There is an element of urgency that is embedded within the Vision 2030 program that is recognizable in the swiftness of its implementation. The Kingdom’s absolute economic dependency on national oil exports has been tested recently by the shale natural gas boom in the United States which has undercut the price-per-barrel of exports of oil. Coinciding with this is the effect on the energy market precipitated by the lifting of US-led sanctions on Iran that accompanied the 2015 Joint Comprehensive Plan of Action (commonly referred to as the Iran Nuclear Deal) which freed up Iranian oil exports and forced the Kingdom to begin pursuing economic reforms to adapt to the sudden damage to national revenue as a consequence of these changes. The Kingdom’s involvement in regional conflicts have made this situation more dire, with Saudi backing of opposition forces in the Syrian conflict yielding no definitive strategic results in what is becoming a long proxy war of attrition, as well as a devastating conflict raging right on Saudi borders in the neighboring nation of Yemen. In his role as Defense Minister, Prince Salman has presided over Saudi intervention in the Yemeni conflict in an aggressively interventionist manner, one that has been heavily criticized for its brutality and for allegedly worsening the stability and horrific humanitarian crises that have swept through the region.

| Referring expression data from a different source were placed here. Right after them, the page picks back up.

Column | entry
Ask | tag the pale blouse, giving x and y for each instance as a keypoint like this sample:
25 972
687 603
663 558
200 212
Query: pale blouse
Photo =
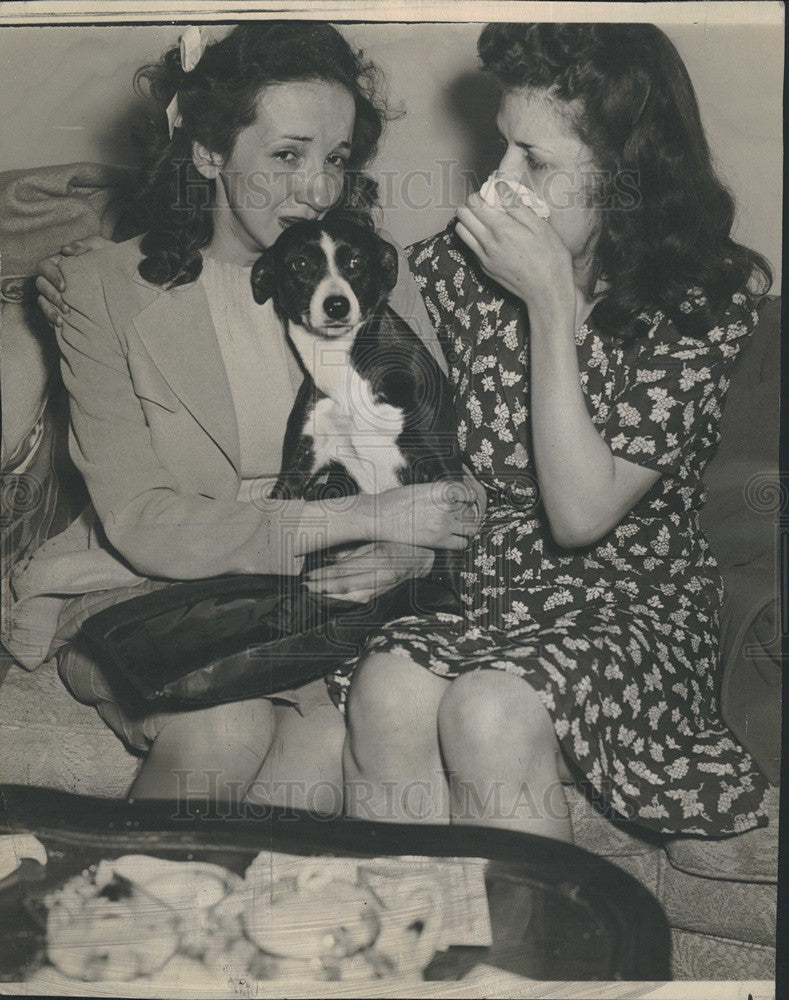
262 370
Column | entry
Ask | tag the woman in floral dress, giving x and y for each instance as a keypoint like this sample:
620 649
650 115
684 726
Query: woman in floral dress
590 373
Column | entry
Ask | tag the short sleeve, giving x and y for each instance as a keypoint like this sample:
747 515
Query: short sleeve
673 390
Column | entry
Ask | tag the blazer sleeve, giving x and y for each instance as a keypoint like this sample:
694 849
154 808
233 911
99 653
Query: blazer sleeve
158 529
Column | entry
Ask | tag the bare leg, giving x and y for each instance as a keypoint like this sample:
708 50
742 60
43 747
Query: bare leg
303 769
502 756
214 752
392 762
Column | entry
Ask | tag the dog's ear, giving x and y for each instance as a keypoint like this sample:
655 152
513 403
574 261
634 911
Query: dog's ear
264 276
387 264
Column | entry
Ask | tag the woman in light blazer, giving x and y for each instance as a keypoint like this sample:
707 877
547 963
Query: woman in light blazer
181 386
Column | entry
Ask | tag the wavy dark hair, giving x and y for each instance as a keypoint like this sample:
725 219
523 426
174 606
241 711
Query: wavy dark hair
216 101
631 101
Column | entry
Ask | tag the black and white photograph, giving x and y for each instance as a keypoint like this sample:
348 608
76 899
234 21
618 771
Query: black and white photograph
392 511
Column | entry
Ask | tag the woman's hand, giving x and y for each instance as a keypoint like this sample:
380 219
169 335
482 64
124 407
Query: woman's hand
441 515
522 252
50 281
367 570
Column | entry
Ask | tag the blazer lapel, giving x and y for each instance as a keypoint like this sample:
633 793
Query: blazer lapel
177 331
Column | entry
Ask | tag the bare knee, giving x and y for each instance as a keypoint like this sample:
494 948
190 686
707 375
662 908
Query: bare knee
391 716
488 706
220 729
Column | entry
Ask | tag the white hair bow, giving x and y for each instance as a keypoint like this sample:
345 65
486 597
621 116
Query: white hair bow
193 43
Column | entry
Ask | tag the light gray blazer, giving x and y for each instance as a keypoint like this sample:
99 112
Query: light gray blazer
154 434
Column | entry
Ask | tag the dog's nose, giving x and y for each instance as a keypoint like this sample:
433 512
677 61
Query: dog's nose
336 306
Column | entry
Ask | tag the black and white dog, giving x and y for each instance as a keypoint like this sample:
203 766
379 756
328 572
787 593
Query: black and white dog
375 406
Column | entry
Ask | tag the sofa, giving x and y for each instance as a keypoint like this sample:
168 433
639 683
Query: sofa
719 895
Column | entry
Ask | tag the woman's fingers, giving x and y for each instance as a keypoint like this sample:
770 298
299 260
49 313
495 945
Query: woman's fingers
51 314
474 224
49 270
364 582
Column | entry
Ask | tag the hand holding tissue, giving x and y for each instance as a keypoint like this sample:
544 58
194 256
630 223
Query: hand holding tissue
526 196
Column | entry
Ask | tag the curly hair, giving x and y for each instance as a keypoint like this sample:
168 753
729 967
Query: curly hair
631 102
216 101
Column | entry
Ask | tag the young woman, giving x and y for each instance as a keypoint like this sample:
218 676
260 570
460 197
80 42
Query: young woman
181 387
591 353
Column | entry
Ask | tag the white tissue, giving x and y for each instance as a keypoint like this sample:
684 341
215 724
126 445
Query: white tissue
526 196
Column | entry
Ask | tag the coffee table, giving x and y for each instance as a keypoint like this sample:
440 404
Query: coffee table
557 912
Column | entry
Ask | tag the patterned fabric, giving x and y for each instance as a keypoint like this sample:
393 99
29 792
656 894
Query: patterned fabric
620 639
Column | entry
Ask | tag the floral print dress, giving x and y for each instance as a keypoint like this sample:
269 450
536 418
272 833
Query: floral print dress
619 639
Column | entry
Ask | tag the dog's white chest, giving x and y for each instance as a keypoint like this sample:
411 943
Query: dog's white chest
351 428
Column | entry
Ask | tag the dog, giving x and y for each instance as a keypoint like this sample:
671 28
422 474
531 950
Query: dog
375 410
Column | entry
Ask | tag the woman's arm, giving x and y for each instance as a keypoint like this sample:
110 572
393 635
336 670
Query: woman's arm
586 490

On January 24th, five days before his phone conservation with King Salman, President Trump signed a memorandum authorizing the President to grant “Presidential Permits” to transnational oil corporations, which would give them permission to continue to facilitated transportation and refinement of fossil fuels across national US national borders. This, coupled with the stated intention to dramatically scale-back the oversight of the US Environmental Protection Agency and expand US domestic energy production, amounts to a policy shift by the Executive Branch of the United States away from energy infrastructure transformation in the United States, while simultaneously affirming support for this same kind of project in the Kingdom of Saudi Arabia, to the point of also committing military and diplomatic support to Saudi Arabia to assist in achieving these ends. And although the present US administration may be issuing gag orders on the EPA to censure data on climate change, no such censorship can be found in the Kingdom’s Vision 2030 program, where the environmental impact of climate change is cited as a central concern for the future of the peninsula.